Mike O’Toole started the Gondola Getaway in 1981 as a marketing project at U.S.C.. Upon graduation in 1982, Mike obtained an 18-foot replica of a Gondola that at the time was being used as a rose garden for a home on Naples Islands. It was old yellow that was once the old Hearsey Duck Hunting Club. Mike rebuilt it and started operating cruises from Seaport Village behind the Jolly Roger. The business was a one-boat operation with the office being the small telephone like booth out by the now 1000 ft. dock. In the beginning years, the dock was a half sunken 25 ft. piece of wood that would be ankle deep on a good surge, meaning the gondolier would have to be barefooted at all times. From the start cheese, salami, and bread was served on a one-hour cruise through the canals of Naples on board an electric powered Gondola.

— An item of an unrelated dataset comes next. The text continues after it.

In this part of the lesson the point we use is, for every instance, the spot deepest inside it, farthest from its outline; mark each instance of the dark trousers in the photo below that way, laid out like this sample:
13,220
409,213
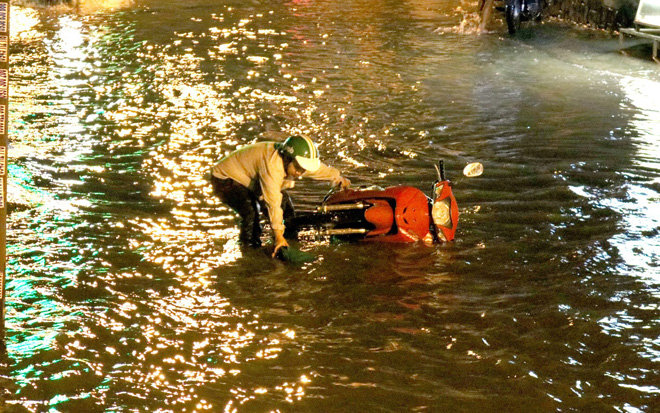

Yes, in the beginning electric motors were used to propel the Gondolas for the simple fact that it didn't seem possible to row a boat for up to 8 hours with up to 6 people. Mike really thought he had the Italians beat by being able to just stand back and steer the Gondola while the motor pushed him and his passengers along.
Business had begun to grow and the decision was made to expand the fleet and look for a business partner that would share the same love for the water and boats that Mike did. David Black, who had grown up in Naples with Mike surfing, sailing, and swimming through Alamitos Bay was a prime candidate. Both Mike and Dave had grown up through Naples elementary, Rogers Junior High School and then Wilson High School where they both did some traveling on their own. Then Dave went to Cal State Long Beach and Mike went toUniversity of Southern California.
The partnership began with the building of second Gondola using the skeleton of an old Lifeguard dory, which again was once found on Naples Islands. With only an old picture of a Gondola tacked up on the fence of David's parents house, they reconstructed the bow and stern and installed seats and another electric motor, still sold on American technology over Venetian ingenuity.